I don’t actually know if with omicron the chances of a breakthrough infection are crazy low. Maybe they are? Obviously you guys have been fine on your travels, but positives are affecting other vaccinated and boostered people.
I think as a teacher I’m more worried about missing work than most people. My husband could work from home if he tests positive. Or if our kids do. But not me. I have to burn sick days and spend all these hours writing sub plans. It’s just not worth it for me for indoor play dates. We’re still doing other things that are potentially risky, but not that. I will still see my three friends inside without masks if we really need to (if it’s raining one day we planned to meet outside) but honestly we’ll probably keep meeting outside when we can because why not? It’s not freezing here. But maybe I’m missing the point. I honestly don’t know anymore. All I do know is a positive in my household would make my life incredibly difficult for at least two weeks. Possibly longer if someone else tests positive after the initial person did. But I think my job is less flexible than a lot of people’s.

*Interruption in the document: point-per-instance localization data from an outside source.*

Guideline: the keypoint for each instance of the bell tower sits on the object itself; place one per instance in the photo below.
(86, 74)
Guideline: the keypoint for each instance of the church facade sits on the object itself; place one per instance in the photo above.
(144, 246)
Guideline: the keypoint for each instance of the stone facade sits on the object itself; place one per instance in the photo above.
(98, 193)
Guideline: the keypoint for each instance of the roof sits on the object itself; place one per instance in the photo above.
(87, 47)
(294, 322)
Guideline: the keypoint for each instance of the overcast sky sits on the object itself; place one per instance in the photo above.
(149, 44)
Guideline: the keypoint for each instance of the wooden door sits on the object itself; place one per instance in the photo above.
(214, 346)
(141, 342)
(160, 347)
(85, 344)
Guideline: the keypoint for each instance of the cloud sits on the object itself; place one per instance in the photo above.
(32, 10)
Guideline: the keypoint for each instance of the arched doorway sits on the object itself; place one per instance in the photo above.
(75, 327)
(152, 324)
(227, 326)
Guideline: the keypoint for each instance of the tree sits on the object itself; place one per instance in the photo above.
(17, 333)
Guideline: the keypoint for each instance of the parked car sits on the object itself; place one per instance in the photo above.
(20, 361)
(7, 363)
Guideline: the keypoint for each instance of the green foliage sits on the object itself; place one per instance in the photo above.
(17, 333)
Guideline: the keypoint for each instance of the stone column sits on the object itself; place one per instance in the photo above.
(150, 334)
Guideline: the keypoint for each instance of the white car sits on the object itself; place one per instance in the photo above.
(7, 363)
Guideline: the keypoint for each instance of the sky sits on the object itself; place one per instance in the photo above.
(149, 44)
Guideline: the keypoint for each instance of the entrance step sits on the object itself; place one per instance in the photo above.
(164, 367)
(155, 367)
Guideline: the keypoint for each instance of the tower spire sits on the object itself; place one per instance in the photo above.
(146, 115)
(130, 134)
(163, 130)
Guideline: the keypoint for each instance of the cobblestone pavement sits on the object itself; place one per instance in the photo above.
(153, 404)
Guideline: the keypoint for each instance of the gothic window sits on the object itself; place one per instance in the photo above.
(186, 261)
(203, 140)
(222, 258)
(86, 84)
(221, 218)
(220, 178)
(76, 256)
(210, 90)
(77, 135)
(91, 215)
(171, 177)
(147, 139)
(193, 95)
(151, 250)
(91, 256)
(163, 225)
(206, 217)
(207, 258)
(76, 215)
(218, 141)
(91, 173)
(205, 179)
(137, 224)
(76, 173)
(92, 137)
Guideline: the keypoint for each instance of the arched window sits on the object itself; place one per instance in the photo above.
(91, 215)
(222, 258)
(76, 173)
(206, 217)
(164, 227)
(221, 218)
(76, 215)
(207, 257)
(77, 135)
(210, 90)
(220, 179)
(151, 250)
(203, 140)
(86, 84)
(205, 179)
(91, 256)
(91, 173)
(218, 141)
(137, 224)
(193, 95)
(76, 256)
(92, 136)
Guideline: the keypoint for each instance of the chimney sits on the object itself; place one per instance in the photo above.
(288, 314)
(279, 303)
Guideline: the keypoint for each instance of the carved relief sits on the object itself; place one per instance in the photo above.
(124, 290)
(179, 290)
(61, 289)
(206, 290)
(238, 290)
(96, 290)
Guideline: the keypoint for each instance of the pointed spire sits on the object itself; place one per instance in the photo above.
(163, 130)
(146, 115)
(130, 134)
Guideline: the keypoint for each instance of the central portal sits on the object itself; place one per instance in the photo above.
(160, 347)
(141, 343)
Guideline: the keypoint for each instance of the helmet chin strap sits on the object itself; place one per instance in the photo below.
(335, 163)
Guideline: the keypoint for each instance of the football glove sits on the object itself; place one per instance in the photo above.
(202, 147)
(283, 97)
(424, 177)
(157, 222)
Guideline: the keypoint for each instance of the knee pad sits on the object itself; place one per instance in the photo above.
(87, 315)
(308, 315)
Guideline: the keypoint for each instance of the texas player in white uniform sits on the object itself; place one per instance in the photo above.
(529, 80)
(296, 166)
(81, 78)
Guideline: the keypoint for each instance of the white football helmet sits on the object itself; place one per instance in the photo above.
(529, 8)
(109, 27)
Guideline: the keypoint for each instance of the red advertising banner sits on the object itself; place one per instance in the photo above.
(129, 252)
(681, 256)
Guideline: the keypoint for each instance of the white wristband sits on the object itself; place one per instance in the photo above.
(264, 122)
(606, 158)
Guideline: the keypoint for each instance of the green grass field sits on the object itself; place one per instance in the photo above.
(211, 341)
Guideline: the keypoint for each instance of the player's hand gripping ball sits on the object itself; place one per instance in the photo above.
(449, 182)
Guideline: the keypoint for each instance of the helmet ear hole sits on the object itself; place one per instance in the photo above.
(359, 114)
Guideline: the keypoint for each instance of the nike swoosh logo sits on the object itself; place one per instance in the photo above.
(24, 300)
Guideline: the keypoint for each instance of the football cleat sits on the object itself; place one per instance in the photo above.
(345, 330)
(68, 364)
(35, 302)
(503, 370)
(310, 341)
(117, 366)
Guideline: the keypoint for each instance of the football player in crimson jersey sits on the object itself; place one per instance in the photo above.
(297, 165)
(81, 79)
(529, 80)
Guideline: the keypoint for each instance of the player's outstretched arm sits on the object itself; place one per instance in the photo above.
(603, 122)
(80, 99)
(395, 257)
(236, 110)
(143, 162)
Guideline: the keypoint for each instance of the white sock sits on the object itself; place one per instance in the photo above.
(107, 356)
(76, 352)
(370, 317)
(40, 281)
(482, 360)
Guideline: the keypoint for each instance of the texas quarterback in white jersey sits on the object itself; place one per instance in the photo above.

Just sharing solidarity with the precarious and fragile work arrangement situation. I’m a college professor at a school in the Northeast with strict (and science-based) policies. If anybody in my house gets covid then they are a “household close contact” and I cannot work on campus. I’m in the lab sciences so I can teach my class on zoom without too much lost, but covering labs is a logistical nightmare and puts a huge imposition on my colleagues. It would also be pretty hard to quarantine in our house due to layout and bathroom placement. The idea that we might all get covid one after the other, 5-7 days apart could easily have me out of work and our kids out of school for most of a month. I can see these calculations being very different if we were different ages or in different professions, but that is just not where my family is. We have overall taken very similar precautions to your family.
I also think people should take a serious look at what happened at colleges with vaccine mandates when omicron hit. (https://www.cnn.com/2021/12/14/us/cornell-university-covid-cases/index.html). These are situations with 97+% vaccination rates that are having massive Covid outbreaks. My entire family is fully vaccinated (boosted if eligible) and I’m confident we would not be severely ill. I am not at all confident that the vaccines protect against transmission against this variant.